When I was in California last month, I saw two plays by a small, adventurous professional theater company in Berkeley that I’d never heard of. They’re called Shotgun Players, and they’ve gone straight to the top of my Bay Area must-see list.

The shows I saw were riveting, in quite different ways, but more than that, the company’s core mission and key policies are, for me, what theater is – or should be – all about. In addition to attending the performances at the troupe’s converted church on a downtown street-corner, I had an invigorating chat with the founding artistic director, Patrick Dooley, a deceptively laid-back 49-year-old whose company celebrated its 25th anniversary last year.

Part of the celebration included reviving the almost-forgotten concept of repertory. As the 2016 season unfolded, each of the five shows kept going after its initial run, slotting into subsequent productions’ schedules until in December all five were playing every week.

The first to open, and last to close, was Hamlet, a play I’ve probably seen more times than any other, and one that keeps offering new insights and surprises – none more surprising than Shotgun’s version, directed by Mark Jackson. That it’s performed by only seven actors is not particularly new, as I’ve seen it done with four. What is unique is the reason it’s informally known as “Hamlet Roulette.”
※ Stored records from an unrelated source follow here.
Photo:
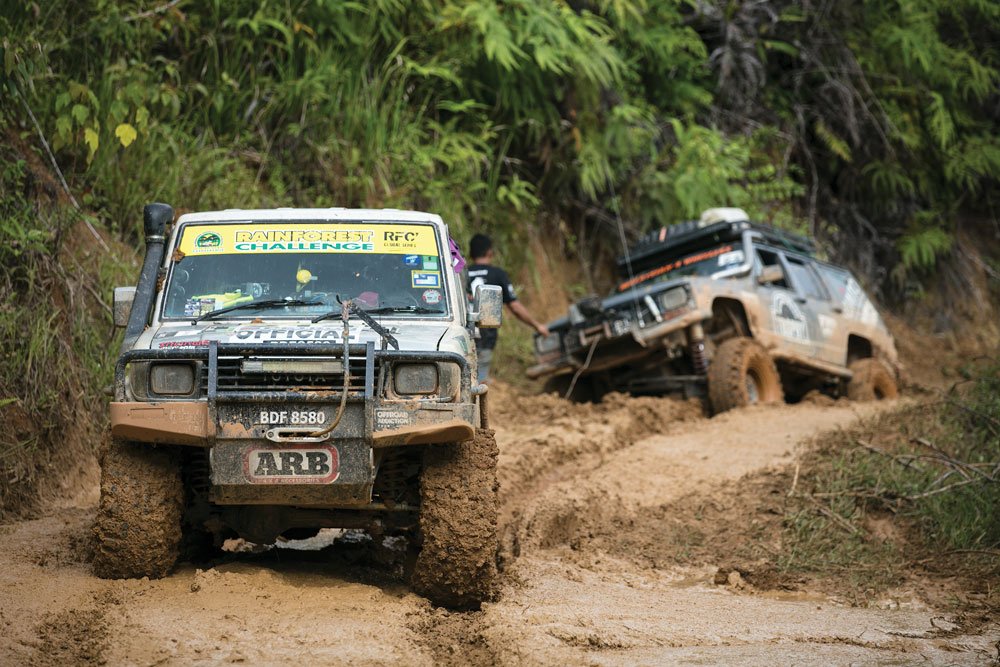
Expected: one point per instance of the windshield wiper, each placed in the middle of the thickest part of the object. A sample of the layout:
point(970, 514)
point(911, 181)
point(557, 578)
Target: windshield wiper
point(264, 303)
point(402, 309)
point(351, 308)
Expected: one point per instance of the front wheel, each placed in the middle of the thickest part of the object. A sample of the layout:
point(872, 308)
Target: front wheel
point(871, 380)
point(138, 526)
point(456, 563)
point(742, 373)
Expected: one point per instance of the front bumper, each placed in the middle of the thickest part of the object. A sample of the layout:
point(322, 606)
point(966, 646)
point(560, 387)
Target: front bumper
point(254, 460)
point(610, 349)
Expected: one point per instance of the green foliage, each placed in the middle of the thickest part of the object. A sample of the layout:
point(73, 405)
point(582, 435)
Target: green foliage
point(932, 472)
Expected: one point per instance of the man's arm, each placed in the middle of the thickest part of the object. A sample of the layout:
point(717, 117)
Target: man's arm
point(521, 313)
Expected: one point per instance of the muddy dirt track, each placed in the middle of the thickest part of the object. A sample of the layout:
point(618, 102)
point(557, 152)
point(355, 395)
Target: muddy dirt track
point(571, 477)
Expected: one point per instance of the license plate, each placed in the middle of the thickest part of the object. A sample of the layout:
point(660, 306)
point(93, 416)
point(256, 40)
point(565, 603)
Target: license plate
point(292, 465)
point(291, 417)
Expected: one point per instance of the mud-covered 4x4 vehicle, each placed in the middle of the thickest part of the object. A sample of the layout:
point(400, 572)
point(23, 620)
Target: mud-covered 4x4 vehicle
point(288, 370)
point(724, 308)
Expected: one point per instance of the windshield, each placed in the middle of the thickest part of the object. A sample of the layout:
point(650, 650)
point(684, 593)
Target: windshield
point(301, 269)
point(701, 263)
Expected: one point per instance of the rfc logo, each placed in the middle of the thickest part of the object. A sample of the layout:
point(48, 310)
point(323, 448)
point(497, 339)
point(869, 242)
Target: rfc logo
point(300, 465)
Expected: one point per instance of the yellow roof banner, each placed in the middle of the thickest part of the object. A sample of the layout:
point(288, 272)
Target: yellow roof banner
point(308, 237)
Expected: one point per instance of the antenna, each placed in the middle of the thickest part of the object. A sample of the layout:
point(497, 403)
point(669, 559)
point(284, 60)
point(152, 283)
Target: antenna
point(628, 256)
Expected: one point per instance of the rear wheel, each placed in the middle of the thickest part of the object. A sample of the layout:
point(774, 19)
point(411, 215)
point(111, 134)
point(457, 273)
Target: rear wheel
point(138, 526)
point(742, 373)
point(871, 381)
point(456, 563)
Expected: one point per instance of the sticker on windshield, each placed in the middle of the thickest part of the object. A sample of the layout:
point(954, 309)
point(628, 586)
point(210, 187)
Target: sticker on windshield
point(425, 278)
point(208, 240)
point(734, 257)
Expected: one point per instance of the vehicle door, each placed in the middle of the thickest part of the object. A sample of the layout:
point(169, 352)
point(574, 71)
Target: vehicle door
point(818, 307)
point(853, 310)
point(785, 292)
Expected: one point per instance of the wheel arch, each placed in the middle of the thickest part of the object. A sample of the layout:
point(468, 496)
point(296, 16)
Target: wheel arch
point(728, 311)
point(858, 347)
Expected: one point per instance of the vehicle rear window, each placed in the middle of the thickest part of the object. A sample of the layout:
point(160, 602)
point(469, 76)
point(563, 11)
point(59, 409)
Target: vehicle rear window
point(836, 281)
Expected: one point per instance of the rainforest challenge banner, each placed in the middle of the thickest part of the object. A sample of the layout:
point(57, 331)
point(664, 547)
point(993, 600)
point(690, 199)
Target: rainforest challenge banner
point(297, 237)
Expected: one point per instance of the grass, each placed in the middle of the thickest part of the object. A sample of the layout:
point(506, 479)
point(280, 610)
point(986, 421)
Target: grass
point(56, 341)
point(916, 487)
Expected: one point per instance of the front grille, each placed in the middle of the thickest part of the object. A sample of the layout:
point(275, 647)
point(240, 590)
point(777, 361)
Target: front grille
point(233, 378)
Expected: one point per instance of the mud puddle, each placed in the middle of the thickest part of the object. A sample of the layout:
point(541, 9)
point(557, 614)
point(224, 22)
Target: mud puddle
point(585, 578)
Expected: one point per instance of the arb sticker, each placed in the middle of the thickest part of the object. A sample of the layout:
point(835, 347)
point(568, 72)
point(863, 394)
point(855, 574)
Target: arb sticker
point(299, 465)
point(426, 278)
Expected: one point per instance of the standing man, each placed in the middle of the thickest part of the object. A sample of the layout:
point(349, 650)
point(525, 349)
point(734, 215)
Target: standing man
point(482, 272)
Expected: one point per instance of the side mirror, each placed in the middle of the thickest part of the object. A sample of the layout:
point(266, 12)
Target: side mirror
point(771, 274)
point(487, 306)
point(124, 296)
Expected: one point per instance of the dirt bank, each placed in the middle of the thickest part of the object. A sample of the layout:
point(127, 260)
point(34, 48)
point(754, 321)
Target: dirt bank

Just before every performance, the actors come onstage and pick slips of paper (out of Yorick’s skull) telling them which roles they are going to play that evening. That’s right – everyone in the cast knows the whole show and is prepared to play all the parts.  (The text is cut to a little over two hours, but still….) They have five minutes to “gather their wits,” and then it’s onstage for one of the most exhilarating edge-of-your-seat theater experiences I’ve had.

Even though there are only two women in the script, four of the ensemble are female, inevitably creating a cross-gender majority in each night’s cast. When I saw it, the draw resulted in men playing both of the women and women in all the key male roles, including the Prince himself..

All the parts are doubled, except Hamlet and Laertes (who holds a prompt book when he’s offstage, just in case). Simple costume pieces over black-on-white basics identify each character. Some of the quick-change transitions are gasp-inducing, as when Horatio exits on one side of the simple backdrop and almost immediately reappears on the other as Ophelia. Witty sound effects stand in for props, including the clashing foils in the climactic swordfight. The performance quickly transcends its gimmick to become a robust, imaginative and admirably clear rendering of that most elusive of plays.

Redefining Community Theater

When we met in the theater’s cluttered green room, Patrick Dooley told me his artistic goal is twofold: “to create experiences that change people’s lives” and “to redefine what it means to be a community theater.” Mind you, this is a fully professional company, so that redefinition involves an intimate connection with the surrounding community, from hosting political forums to buying concession goodies from local merchants to drawing much of their audience from the racially and economically mixed ZIP code the theater is in.

Shotgun has a policy of gender parity, on and offstage, as well as a commitment to casting people of color. “I’m tired of looking at plays with all white people on stage,” Dooley (a white person) said. “I want to give people in the audience a chance to look through as many different pairs of eyes, to have as many different doors onstage, as possible.”

 

The other Shotgun show I saw, Grand Concourse, might well have been a dramatic demonstration of my conversation with Dooley. Written by Heidi Schreck and directed by Joanie McBrien, it featured the wonderful black actress Cathleen Riddley in the central role – a part not written as specifically African American – and addressed issues as relevant to the Bay Area’s poorer streets as the Bronx avenue where it’s set.

That setting is a church-basement soup kitchen presided over by a no-nonsense nun in the midst of a vocational crisis. She’s assisted by hip young Oscar and lost, manipulative young Emma, with regular visits from homeless, garrulous old Frog. The play explores the need in each of them for connection and community.

Three of the performers – Ridley, Kevin Clarke and Megan Trout – were in Hamlet as well – another hallmark of a repertory company that’s committed to nurturing and supporting a thriving community of theatermakers.